10. Monitor the managerial and executive responses to organisational challenges and failures.
The way senior staff act in their roles shapes the way the rest of the company responds and behaves in similar situations. If senior staff within the organisation see all challenges as an opportunity to learn, grow, develop and improve on their work, it will foster a culture of learning and development.
11. Be conscious of the subtler attitudes to learning and development
The underlying attitude to training and development can be highly influenced by how resources are allocated to it in comparison to other activities and departments within the business. If management appears to have a negative attitude to learning and development, or places a low value upon it, so will the entire team.

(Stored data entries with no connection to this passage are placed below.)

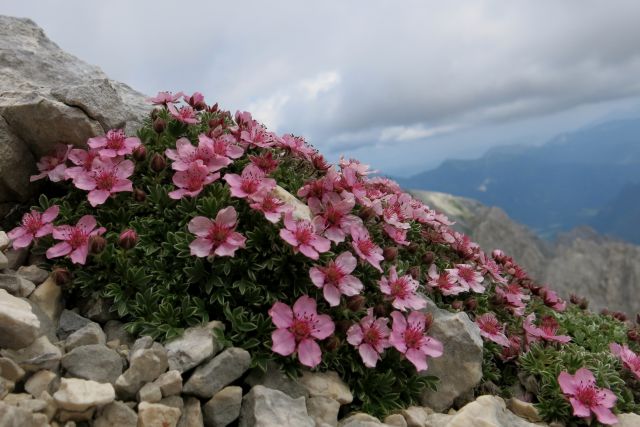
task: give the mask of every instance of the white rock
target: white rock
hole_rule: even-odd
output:
[[[242,399],[239,427],[315,427],[303,397],[257,385]]]
[[[422,427],[427,423],[427,419],[433,411],[422,406],[410,406],[402,410],[401,413],[408,427]]]
[[[4,254],[4,252],[0,251],[0,270],[4,270],[9,267],[9,258]]]
[[[53,399],[60,408],[74,412],[107,405],[115,398],[116,392],[111,384],[77,378],[62,378],[60,388],[53,394]]]
[[[157,403],[161,400],[162,392],[155,383],[147,383],[138,391],[138,402]]]
[[[180,337],[166,343],[169,369],[182,373],[217,354],[222,345],[214,336],[216,328],[224,329],[224,325],[213,321],[206,326],[188,328]]]
[[[210,398],[244,374],[251,364],[249,352],[231,347],[196,368],[184,385],[183,393]]]
[[[353,394],[344,381],[333,371],[309,372],[305,371],[298,379],[311,397],[324,396],[337,400],[341,404],[353,402]]]
[[[400,414],[391,414],[384,419],[385,424],[393,427],[407,427],[407,421]]]
[[[147,339],[148,338],[148,339]],[[167,352],[149,337],[136,341],[129,355],[129,369],[116,380],[118,396],[132,398],[140,388],[167,370]]]
[[[200,401],[195,397],[187,397],[184,400],[184,409],[178,421],[178,427],[204,427]]]
[[[78,329],[67,337],[64,341],[64,348],[67,352],[73,350],[76,347],[90,344],[105,345],[107,337],[97,323],[87,323],[82,328]]]
[[[165,372],[153,383],[160,388],[162,397],[180,394],[182,391],[182,375],[180,375],[180,371],[173,370]]]
[[[225,427],[240,416],[242,387],[228,386],[217,392],[203,406],[207,427]]]
[[[0,348],[24,348],[35,341],[39,329],[29,303],[0,289]]]
[[[62,357],[60,349],[51,344],[49,338],[44,335],[27,347],[20,350],[2,350],[0,354],[12,359],[27,372],[36,372],[40,369],[55,371],[58,369]]]
[[[93,423],[94,427],[136,427],[138,414],[122,402],[115,401],[102,408]]]
[[[7,233],[0,230],[0,251],[7,249],[7,247],[9,247],[9,242],[11,242],[11,240],[9,240]]]
[[[338,425],[340,402],[326,396],[315,396],[307,399],[307,413],[318,424]]]
[[[480,396],[474,402],[462,407],[446,424],[447,427],[537,427],[513,412],[498,396]]]
[[[285,202],[286,204],[293,206],[293,217],[295,219],[304,219],[311,220],[311,209],[305,203],[302,203],[300,199],[298,199],[293,194],[289,193],[284,188],[276,185],[276,188],[273,190],[275,196]]]
[[[638,414],[619,414],[618,424],[615,424],[614,427],[638,427],[640,426],[640,415]]]
[[[24,377],[24,369],[22,369],[16,362],[8,357],[0,357],[0,376],[13,381],[19,382]]]
[[[57,388],[58,376],[49,370],[38,371],[24,384],[24,389],[32,396],[40,396],[42,392],[53,393]]]
[[[32,426],[31,412],[0,402],[0,426],[2,427],[26,427]]]
[[[138,405],[138,427],[176,427],[182,411],[159,403]]]
[[[18,268],[18,275],[23,279],[27,279],[33,282],[34,285],[39,285],[49,277],[49,272],[37,265],[23,265]]]
[[[36,304],[51,319],[57,321],[62,312],[62,289],[49,276],[31,295],[29,300]]]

12. Clearly define and communicate how are you track return on investment of training activities.
If people know that their training has a value, and that the value is being quantifiably measured by senior management, then a learning culture will continue to develop. Conversely if they don’t see this, then they start to get the impression that the company doesn’t care, and they in turn shouldn’t care about their own learning and development either.
13. Encourage internal coaching and mentoring.

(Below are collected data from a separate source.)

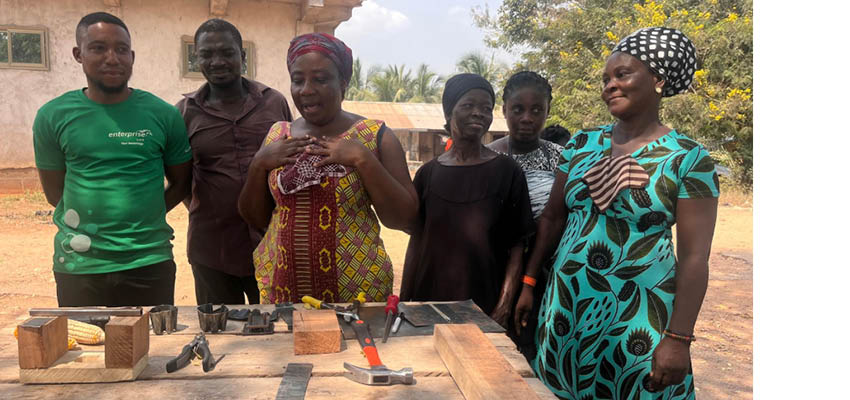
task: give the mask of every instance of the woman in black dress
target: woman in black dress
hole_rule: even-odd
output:
[[[446,82],[443,113],[453,145],[419,169],[419,214],[411,226],[402,301],[472,299],[508,327],[521,285],[525,239],[534,233],[522,169],[481,143],[493,122],[486,79]]]

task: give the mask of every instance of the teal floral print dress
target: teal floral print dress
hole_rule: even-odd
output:
[[[631,155],[648,184],[617,192],[600,212],[582,178],[611,155],[612,129],[581,131],[562,153],[568,214],[546,283],[532,367],[564,399],[693,399],[690,371],[681,384],[657,393],[643,382],[673,311],[676,203],[718,196],[714,162],[699,143],[673,130]]]

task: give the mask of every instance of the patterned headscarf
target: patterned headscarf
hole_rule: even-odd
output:
[[[342,87],[348,87],[354,60],[351,57],[351,49],[342,40],[327,33],[306,33],[296,36],[289,42],[289,51],[286,53],[286,68],[291,69],[295,59],[310,52],[316,52],[330,58],[339,70]]]
[[[665,81],[664,97],[684,93],[694,79],[696,48],[679,30],[664,27],[639,29],[617,43],[614,51],[631,54],[661,76]]]

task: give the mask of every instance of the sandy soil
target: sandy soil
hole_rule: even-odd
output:
[[[721,204],[724,202],[721,201]],[[0,195],[0,324],[31,307],[56,306],[51,272],[52,207],[40,194]],[[175,230],[175,302],[195,304],[192,271],[186,259],[186,209],[168,214]],[[385,229],[382,237],[396,265],[395,288],[407,235]],[[721,206],[710,260],[708,293],[697,321],[691,354],[701,399],[751,399],[753,390],[753,210]],[[2,326],[0,325],[0,326]]]

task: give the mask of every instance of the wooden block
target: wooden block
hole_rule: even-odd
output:
[[[334,310],[292,312],[295,355],[338,353],[342,331]]]
[[[132,381],[148,365],[144,355],[129,368],[106,368],[102,351],[69,351],[46,369],[21,369],[21,383],[96,383]],[[73,396],[72,396],[73,397]]]
[[[537,398],[477,325],[435,325],[434,347],[467,400]]]
[[[18,366],[47,368],[68,352],[68,317],[35,317],[18,325]]]
[[[150,317],[112,317],[106,324],[106,368],[133,368],[148,354]]]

Valuing the skills that already exist inside the team make people feel valued and encourages the sharing of knowledge.
14. Reward the whole company when KPIs are exceeded
Part of cultivating a positive learning culture is reducing the risk of employees competing with one another. If one person wins then somebody else have to have ‘lost’. To foster a team working culture set personal KPIs, and require each person to be effectively meeting the objectives of their job – the expected minimum requirement. Then, have company KPIs that if exceeded offer reward to everyone – recognising the collective contributions of skills and knowledge from everyone.
This will reduce the likelihood of competition – which causes employees to withhold and hide their knowledge from each other.

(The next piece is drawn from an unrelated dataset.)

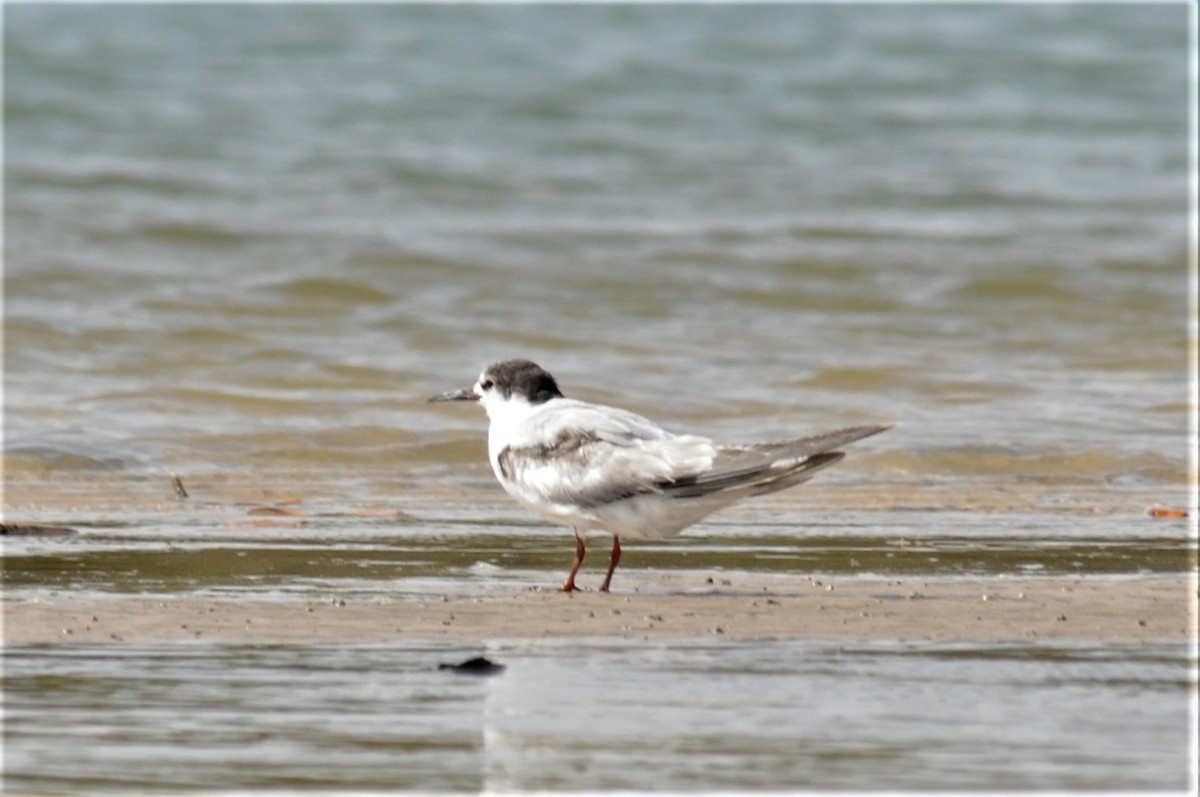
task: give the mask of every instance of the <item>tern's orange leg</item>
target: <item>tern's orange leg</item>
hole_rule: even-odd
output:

15. Encourage peer training sessions
Encourage internal buddy days where the team work with employees and colleagues from other departments and spend a few hours of the day conducting a completely different job within the organisation. This increases cross departmental sharing of best practice and cultivates improvements made by gaining outside perspective. It also generates wider learning and collaboration within the organisation.
16. Reward behaviors attitudes and outcomes that are most in line with the desired culture of the organisation.
Too often it is bad behavior that is rewarded with attention and resources, leaving those who work hard and consistently meet their KPIs feeling unnoticed and undervalued. Ensure that positive behavior is noticed and given managerial attention far more than negative actions and situations.
17. The way that you recruit will impact organisational learning culture.
Hire internally before you advertise externally. Provide numerous opportunities of promotion from within. If employees can see that their development is rewarded by progress in their career, they will be far more likely to engage in developmental activities as they will be confident that their efforts can bring the reward of climbing higher up the career ladder.
Last Thoughts:
Clearly communicate the organisational values and explicitly describe the behaviors and attributes of culture that you desire. If people don’t know exactly what the desired learning culture looks like and how it is measured, they simply cannot model it.
How do you cultivate effective learning cultures in your organisation?